SEN. MCMORROW: I think that that is indicative of—we have been told as women not to talk about our sex lives. It's not polite conversation. We've been told not to talk about abortion when the reality is one in four women have likely had an abortion at some point in their lifetime and it's very hard to get pregnant, to stay pregnant and to do so in a healthy way.
I myself—I gave birth to my daughter about a year and a half ago and shortly after I had an IUD placed, that IUD punctured through my uterus and I had to have it surgically removed and it required a DNC which is the most common abortion procedure. And thinking again about the University of Michigan doctor students, if they are no longer able to be taught these procedures then I might not even be here today, and that is a very common experience.
So we're in place.

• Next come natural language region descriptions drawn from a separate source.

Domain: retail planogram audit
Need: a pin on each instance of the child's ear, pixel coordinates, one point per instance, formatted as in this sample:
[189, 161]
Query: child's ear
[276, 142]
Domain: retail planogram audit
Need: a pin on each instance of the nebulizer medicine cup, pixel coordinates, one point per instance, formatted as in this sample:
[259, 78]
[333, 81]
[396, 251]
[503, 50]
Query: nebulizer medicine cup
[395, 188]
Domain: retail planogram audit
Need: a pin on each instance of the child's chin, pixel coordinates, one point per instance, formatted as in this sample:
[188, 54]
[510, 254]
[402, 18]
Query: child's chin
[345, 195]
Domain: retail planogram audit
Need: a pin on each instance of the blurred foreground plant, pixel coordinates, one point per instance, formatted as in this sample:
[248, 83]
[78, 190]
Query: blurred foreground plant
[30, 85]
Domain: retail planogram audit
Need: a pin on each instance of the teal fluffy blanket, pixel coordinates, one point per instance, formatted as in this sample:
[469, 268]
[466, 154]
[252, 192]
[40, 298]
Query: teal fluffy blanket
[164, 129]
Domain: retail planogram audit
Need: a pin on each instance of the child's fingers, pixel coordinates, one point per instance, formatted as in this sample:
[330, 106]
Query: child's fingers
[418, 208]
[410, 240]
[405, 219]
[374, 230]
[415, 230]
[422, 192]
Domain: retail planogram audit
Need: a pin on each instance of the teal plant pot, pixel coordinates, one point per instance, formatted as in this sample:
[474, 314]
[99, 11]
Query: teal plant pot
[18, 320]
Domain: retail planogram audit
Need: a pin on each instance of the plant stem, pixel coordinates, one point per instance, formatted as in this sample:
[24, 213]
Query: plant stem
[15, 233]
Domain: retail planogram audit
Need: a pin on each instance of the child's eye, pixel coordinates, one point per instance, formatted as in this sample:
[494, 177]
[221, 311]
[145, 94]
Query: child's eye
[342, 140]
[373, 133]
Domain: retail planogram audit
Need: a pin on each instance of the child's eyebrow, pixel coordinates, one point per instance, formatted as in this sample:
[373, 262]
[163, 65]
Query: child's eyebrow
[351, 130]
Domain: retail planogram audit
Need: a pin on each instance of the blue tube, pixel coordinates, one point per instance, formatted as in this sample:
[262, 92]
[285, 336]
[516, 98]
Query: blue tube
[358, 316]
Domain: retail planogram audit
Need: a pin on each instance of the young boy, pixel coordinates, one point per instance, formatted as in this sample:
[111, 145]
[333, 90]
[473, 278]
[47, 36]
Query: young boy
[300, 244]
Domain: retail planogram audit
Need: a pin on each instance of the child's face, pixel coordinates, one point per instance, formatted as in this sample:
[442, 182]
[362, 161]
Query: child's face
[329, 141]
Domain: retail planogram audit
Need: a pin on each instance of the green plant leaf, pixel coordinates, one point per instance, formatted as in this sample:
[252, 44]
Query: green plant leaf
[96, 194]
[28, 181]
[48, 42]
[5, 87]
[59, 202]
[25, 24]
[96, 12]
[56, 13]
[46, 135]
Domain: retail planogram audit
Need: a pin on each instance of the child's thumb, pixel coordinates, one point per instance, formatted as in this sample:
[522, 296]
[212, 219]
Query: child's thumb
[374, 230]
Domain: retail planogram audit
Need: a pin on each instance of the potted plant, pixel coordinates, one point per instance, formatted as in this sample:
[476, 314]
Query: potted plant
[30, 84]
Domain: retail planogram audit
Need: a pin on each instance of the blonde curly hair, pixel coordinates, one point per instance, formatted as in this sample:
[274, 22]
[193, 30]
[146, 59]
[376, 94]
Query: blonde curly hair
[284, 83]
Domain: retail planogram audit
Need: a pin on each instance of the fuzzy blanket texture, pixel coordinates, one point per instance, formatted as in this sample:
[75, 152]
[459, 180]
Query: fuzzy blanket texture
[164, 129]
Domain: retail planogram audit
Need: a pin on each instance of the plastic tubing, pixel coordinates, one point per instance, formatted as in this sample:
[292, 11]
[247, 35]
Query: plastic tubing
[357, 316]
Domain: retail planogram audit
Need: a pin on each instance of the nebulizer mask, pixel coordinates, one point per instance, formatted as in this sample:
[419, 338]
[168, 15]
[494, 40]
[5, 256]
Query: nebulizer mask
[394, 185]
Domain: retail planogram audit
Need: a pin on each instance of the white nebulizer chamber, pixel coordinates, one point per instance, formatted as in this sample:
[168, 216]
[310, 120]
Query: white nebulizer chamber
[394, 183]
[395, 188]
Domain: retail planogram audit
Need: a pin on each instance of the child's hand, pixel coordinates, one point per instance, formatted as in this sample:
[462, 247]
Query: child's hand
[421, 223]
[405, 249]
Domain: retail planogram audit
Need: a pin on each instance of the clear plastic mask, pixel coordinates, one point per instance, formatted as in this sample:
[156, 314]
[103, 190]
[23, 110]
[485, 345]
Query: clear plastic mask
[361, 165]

And you’re right, it’s a lot of male legislators who have never had to think about this, but also as women, we’ve been told not to talk about it, and we have to.
KAY: Senator Taylor, to Senator McMorrow’s point, we've heard horror stories since the Supreme Court ruling of women who were having a miscarriage and needed a DNC in their state and they couldn't get one and the doctors were making them carry dead fetuses for two weeks. We’ve heard of girls getting raped and having to cross state lines.

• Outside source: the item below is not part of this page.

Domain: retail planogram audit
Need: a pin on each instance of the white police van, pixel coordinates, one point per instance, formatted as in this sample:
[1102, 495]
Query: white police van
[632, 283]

Do you think that when we hear those stories, the stories particularly surrounding miscarriage and perhaps the unintended consequences and it is not clear that the Supreme Court really thought through what the impact of that ruling would be overturning Roe v. Wade on women who were in the middle of a miscarriage and needed a DNC, for example.
Are those stories having any impact do you think in a red state like Indiana on people's minds? Are people starting to question whether actually there are consequences from the Supreme Court ruling that they haven't anticipated and they don't particularly want?
SEN. TAYLOR: Yes. Absolutely. We just had a ten-year-old who was the victim of rape in Ohio have to come to the state of Indiana to receive an abortion, and our attorney general here in the state of Indiana actually is looking into the doctor who provided the abortion for this 10-year-old who was a victim of rape. And those examples are going to pop up all over the country because of this ruling that took away a constitutional right for women to control their own healthcare.
So, yes, we've seen it. We've actually experienced it here specifically in the state of Indiana, and I expect to see it happen across the country as we continue down this path.